I have argued for awhile now that the probabilistic nature of LLMs can represent a form of context that, when applied, can be utilized for robotic applications.

Seems I’m not the only one that had this idea. While simple, Microsoft researched applied a high level control library to demonstrate LLMs (ChatGPT) developing robotic task code.

  • Lil' Bobby Tables@programming.dev
    link
    fedilink
    arrow-up
    1
    ·
    11 months ago

    Respectfully, this is some pretty trivial control code you’re showing and I imagine that the oversights GPT is known for could be dangerous or damaging for physical automation.

    What end robotics working environment would you see GPT assisting in, and how is it better than a qualified engineer?

    • hlfshell@programming.devOP
      link
      fedilink
      arrow-up
      1
      ·
      11 months ago

      This isn’t mine, it’s just an interesting blogpost I came across. Nor am I arguing that it should replace a robotics engineer.

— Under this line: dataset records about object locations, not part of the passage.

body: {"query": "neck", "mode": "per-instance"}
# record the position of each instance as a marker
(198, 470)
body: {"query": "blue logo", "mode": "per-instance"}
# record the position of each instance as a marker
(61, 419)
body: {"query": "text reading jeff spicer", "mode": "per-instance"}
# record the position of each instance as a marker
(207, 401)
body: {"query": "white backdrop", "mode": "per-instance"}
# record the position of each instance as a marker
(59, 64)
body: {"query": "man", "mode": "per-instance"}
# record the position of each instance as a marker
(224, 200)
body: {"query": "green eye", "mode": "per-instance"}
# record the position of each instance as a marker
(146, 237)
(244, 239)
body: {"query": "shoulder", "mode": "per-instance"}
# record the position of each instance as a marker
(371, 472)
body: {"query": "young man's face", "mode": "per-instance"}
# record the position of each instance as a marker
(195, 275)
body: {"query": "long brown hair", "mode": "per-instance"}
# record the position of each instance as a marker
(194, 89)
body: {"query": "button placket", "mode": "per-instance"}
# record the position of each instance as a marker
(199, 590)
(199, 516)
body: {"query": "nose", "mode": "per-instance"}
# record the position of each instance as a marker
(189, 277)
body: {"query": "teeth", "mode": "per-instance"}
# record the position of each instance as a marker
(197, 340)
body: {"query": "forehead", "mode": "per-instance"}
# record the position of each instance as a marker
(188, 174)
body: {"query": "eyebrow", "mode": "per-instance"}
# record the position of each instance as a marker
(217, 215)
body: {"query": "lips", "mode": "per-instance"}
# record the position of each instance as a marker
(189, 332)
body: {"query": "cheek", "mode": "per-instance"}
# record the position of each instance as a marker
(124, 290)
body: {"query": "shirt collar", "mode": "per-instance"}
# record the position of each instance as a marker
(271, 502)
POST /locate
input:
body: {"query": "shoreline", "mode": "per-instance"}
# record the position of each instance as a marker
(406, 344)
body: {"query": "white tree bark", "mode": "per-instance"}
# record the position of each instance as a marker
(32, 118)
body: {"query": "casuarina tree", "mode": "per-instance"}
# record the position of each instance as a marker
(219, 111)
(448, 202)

      My main thought, not fully represented in the post, is that LLMs can act as a context engine for high level understanding of instructions + spatial awareness, and then apply it to actuation. This is somewhat touched upon in the article.

      I do think that there is some interesting work in LLM powered task level planning. I’m hoping to find the time put together a good example of this, utilizing the ability for LLMs to make logical leaps based on instruction. In the article, it took the command “I’m thirsty” to mean move to a drink. In a more applicable application, we can use LLMs to identify that a room with multiple identified objects (refrigerator, oven, stove, cabinets, etc) is in fact a kitchen. Then, from there, determine that “I’ve seen a room I’ve identified as a kitchen - I can navigate there to attempt to find a drink”.